Stanton agreed with the decision to try and score Judge, saying they had to take the chance.
It was a questionable call on several accounts for the Yankees to send him in that situation, even if the throw didn’t come in cleanly. For starters, Baseball Savant lists Judge’s sprint speed as 27.5 feet per second, which isn’t slow by any means but, at the 62nd percentile, it also does not make him a burner.
The math also doesn’t support being aggressive in that type of situation. According to Baseball Prospectus’ 2019 run expectancy matrix (the most recent year with data), teams could expect to gain 1.22 runs with one out and runners on first and third, which assumes Stanton stays at first and doesn’t advance on Bogaerts’ throw to the plate. Conversely, the run expectancy of a runner on second and two outs is 0.34.
Let’s say Bogaerts’ throw was inaccurate and Judge scores to make it a 3-2 game. A runner on second with one out still has just an expected run scored of 0.71, which doesn’t exactly guarantee the Yankees tie it up.
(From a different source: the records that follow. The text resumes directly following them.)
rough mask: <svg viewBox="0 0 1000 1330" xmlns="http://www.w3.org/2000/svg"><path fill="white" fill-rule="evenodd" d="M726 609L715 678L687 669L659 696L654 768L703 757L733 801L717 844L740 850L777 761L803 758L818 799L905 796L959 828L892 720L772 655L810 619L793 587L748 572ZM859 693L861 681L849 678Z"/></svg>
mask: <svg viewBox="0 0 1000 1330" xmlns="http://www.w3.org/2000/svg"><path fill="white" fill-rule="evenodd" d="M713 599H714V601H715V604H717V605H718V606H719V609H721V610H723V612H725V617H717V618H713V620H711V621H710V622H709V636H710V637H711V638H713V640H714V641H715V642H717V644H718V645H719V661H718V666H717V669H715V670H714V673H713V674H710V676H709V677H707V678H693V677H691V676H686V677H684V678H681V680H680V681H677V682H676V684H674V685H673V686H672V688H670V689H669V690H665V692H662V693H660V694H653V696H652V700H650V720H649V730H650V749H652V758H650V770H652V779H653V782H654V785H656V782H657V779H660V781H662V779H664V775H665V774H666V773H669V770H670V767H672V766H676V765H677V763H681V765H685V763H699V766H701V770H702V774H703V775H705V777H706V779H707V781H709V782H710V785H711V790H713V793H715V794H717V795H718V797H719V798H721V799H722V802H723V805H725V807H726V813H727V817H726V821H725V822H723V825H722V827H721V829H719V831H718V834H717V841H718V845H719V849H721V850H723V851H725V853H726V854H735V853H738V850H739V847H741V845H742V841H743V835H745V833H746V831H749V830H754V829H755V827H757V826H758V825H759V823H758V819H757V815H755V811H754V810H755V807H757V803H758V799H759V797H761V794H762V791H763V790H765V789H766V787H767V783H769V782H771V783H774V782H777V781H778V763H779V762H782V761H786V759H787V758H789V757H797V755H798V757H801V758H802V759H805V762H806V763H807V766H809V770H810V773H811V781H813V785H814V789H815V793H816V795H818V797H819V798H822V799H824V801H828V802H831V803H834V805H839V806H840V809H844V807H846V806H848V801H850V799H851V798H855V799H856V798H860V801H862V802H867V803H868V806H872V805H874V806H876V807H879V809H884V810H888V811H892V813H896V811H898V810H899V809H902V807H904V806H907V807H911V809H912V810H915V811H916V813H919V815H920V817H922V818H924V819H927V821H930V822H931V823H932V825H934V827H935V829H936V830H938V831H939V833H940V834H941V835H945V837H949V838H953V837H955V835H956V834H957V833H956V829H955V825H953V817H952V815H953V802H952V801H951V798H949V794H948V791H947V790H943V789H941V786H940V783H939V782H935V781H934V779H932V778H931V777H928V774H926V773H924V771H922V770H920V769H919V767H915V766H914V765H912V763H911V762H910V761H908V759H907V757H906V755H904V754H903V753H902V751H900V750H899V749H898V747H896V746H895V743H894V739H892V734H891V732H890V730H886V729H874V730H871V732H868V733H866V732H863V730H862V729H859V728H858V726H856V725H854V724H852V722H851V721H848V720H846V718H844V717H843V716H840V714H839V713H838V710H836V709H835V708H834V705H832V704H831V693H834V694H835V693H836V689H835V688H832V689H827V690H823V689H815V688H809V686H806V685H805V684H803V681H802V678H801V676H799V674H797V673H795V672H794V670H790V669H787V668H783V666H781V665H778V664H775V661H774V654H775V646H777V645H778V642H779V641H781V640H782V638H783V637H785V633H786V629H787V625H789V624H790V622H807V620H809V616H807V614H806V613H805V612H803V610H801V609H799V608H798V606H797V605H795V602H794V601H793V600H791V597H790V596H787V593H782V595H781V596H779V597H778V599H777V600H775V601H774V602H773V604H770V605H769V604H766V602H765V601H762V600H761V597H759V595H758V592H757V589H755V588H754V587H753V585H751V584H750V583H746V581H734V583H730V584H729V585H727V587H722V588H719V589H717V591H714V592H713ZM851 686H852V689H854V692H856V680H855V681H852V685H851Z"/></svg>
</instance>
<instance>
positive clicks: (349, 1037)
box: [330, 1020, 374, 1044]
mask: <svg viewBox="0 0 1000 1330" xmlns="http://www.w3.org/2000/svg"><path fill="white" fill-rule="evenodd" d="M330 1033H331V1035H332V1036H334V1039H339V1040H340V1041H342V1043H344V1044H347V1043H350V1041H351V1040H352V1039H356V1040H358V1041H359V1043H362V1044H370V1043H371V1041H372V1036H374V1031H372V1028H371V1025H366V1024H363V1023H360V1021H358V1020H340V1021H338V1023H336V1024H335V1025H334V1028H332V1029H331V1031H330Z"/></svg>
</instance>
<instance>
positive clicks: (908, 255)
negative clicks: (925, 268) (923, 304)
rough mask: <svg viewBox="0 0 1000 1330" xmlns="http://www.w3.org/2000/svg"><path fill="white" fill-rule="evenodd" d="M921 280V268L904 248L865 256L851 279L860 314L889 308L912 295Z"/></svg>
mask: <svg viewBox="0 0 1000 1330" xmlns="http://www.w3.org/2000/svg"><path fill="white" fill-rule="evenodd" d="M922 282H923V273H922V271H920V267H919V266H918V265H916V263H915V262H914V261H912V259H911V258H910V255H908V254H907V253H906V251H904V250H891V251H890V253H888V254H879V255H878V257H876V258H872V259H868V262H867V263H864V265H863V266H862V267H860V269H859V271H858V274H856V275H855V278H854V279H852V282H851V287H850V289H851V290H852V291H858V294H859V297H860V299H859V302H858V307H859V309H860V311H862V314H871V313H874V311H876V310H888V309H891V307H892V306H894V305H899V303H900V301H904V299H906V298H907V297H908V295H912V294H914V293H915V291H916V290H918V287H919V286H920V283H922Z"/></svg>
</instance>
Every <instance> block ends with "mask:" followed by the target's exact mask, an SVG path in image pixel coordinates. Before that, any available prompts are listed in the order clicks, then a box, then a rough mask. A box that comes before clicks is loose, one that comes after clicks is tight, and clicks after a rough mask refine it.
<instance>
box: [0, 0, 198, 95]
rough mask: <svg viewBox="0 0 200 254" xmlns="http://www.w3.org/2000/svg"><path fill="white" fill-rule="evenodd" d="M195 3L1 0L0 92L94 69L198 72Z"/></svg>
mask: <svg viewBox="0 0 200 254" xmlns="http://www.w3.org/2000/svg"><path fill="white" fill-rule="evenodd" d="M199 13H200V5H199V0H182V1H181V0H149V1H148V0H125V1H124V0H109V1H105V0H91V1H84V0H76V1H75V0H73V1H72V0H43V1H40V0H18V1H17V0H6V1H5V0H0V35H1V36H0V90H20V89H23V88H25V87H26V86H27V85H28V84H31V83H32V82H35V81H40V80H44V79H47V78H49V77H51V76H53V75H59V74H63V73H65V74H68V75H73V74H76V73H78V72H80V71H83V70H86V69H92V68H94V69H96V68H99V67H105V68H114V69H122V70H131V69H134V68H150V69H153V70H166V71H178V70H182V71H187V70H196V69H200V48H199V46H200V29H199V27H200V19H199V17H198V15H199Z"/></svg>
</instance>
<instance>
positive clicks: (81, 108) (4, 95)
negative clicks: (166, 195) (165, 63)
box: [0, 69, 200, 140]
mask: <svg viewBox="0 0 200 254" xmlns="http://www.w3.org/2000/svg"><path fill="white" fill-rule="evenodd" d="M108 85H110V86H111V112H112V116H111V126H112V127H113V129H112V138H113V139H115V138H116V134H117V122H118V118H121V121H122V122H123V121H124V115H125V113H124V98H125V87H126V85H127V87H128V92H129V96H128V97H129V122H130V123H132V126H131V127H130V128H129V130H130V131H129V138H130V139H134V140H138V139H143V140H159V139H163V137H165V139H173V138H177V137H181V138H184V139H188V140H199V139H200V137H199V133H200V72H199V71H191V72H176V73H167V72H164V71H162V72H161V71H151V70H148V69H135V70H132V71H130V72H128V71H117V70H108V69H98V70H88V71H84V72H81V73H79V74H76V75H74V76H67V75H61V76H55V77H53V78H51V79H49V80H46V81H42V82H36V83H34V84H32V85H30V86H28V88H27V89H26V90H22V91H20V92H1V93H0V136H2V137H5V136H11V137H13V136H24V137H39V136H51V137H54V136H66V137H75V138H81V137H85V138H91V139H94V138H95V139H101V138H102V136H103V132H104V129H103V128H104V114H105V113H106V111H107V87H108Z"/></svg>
Of course, Nevin didn’t have a mental calculator in his head, nor does he likely have those numbers memorized. And there was no guarantee that Gallo or Torres were going to drive in the runners.
But the result was what it was: a momentum-killing play that fueled the Red Sox and put them an out away from escaping the inning. New York wouldn’t put another runner on base until the ninth inning, when Stanton homered to right, making it a 6-2 game two outs before the Yankees’ 2021 campaign came to a close.